Paradoxical relation between architecture and photography in the works of Liudas Parulskis actualizes the importance of creative imagination. Holding a degree in architecture, the artist creates buildings-centaurs, ‘edits’ baroque architecture with fragments of concrete-paneled apartment buildings or decorates the standard concrete-paneled architecture with baroque elements. Conceptual puzzles reflect different modalities of time, interaction of architecture and ideology. They are transformations of the physical and virtual urban landscape, activating the process of viewing and thinking.

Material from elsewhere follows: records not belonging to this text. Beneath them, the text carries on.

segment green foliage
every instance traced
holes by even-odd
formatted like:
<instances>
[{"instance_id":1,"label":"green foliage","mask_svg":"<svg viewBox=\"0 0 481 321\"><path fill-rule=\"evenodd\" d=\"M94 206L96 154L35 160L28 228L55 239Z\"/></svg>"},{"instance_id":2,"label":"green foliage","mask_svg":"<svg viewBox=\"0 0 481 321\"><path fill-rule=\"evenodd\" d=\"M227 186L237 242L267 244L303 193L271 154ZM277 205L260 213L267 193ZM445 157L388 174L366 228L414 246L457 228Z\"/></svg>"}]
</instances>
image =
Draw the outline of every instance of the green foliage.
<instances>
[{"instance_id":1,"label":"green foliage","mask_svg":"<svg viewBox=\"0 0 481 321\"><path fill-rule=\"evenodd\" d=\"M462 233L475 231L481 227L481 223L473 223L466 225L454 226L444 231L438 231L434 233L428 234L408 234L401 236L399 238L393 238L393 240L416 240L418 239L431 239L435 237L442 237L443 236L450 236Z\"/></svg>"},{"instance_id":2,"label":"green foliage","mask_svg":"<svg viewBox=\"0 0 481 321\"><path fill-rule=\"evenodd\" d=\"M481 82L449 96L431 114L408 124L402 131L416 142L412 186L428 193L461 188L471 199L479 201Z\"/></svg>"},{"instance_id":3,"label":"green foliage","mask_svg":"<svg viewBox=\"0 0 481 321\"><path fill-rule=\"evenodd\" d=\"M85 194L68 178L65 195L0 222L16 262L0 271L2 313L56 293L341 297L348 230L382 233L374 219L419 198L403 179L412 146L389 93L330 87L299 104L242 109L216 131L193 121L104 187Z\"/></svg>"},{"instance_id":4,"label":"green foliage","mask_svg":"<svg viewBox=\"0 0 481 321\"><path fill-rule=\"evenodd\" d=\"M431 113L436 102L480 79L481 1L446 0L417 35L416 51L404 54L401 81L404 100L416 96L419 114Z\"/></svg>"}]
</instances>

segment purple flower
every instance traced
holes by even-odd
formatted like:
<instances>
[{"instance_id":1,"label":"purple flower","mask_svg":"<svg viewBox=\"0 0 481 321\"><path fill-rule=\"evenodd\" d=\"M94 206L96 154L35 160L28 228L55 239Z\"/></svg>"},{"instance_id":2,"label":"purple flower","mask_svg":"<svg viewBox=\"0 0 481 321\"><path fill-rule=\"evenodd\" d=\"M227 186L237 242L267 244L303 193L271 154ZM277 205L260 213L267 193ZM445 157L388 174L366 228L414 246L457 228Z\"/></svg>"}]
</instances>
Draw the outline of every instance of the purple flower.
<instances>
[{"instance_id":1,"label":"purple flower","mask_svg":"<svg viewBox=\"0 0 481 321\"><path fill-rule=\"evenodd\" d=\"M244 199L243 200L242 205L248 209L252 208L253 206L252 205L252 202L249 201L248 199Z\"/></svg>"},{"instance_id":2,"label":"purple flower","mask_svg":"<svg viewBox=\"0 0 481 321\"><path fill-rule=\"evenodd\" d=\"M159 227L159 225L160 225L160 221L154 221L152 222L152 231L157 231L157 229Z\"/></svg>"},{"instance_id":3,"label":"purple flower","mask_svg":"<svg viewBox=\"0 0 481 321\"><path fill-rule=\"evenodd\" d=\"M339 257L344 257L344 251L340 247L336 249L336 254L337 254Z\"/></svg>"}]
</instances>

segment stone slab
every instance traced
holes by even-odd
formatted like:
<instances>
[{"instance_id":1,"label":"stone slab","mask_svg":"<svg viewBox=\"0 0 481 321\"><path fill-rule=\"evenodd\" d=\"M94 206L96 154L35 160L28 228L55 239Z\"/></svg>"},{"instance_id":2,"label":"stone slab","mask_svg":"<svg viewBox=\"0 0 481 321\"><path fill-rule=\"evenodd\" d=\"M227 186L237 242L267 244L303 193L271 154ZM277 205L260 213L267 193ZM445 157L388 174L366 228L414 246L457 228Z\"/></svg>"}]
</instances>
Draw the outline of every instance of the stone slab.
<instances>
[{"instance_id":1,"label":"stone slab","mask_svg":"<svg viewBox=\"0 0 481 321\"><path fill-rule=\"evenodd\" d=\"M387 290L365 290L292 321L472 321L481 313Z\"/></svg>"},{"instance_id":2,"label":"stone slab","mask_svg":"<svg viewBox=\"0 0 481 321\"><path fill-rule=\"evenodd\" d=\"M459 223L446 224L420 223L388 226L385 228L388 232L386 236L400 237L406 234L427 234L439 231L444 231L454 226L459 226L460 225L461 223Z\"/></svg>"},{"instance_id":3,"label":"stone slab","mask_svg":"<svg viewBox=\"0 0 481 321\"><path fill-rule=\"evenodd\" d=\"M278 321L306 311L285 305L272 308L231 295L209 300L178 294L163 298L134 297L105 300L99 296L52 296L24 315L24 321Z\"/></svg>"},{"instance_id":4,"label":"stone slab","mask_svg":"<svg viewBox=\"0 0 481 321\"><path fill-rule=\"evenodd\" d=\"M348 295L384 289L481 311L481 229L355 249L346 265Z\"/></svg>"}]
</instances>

“Vilnius Undone” – this is what the author calls his artworks. Undone – because it is impossible to finish creating a town. Until a town is alive, constant changes take place: vision of the town might come to reality in the future, and the present can always falsify the past. For this reason artworks analyze not only the town, but also the look (creating and destroying) and shifts of mentality. What meanings do we give to important buildings; what happens when they disappear or other buildings are put in the place of the previous ones? Photomontages (and their negatives – when buildings are not added but removed instead) of Liudas Parulskis visualize architectural transformations of Vilnius and our fears, concerns and expectations that we have to our space.
Architecture, atmosphere of the space, imagination and reality resound especially well when the most symbolic sights are being changed: the Cathedral Square, the Gate of Dawn, the Campanile of St. John’s Church. Two players – the author and the time – meet in a single image and transform the reality in their own way. The Cathedral Square in the montage of Liudas Parulskis looks strange not only because the belfry is missing. It looks strange also because the relentless time has wiped off the old tiles, concrete flowerbeds, and like a whirlwind uprooted trees of the Gediminas castle hill. There is not a sign yet of the Palace of the Grand Dukes. By adding and removing buildings the artist also switches the time – ahead and back. The viewers can never be sure if they are visiting the town in the past, in the present or in the future.
Urban photo-transformations of Liudas Parulskis encourage looking differently at the town and its future scenarios – desirable and avoidable ones. They invite to reflect on the history of Vilnius, its architecture and symbols, sacral and everyday-life spaces. Series of 3D images also shown in the exhibition activates the process of viewing and contributes erasing the lines between the real and the virtual. This exhibition actualizes imaginary, in memory recreated Vilnius; it is searching for a dialog not only with architecture but also with photographic and artistic interpretations of it.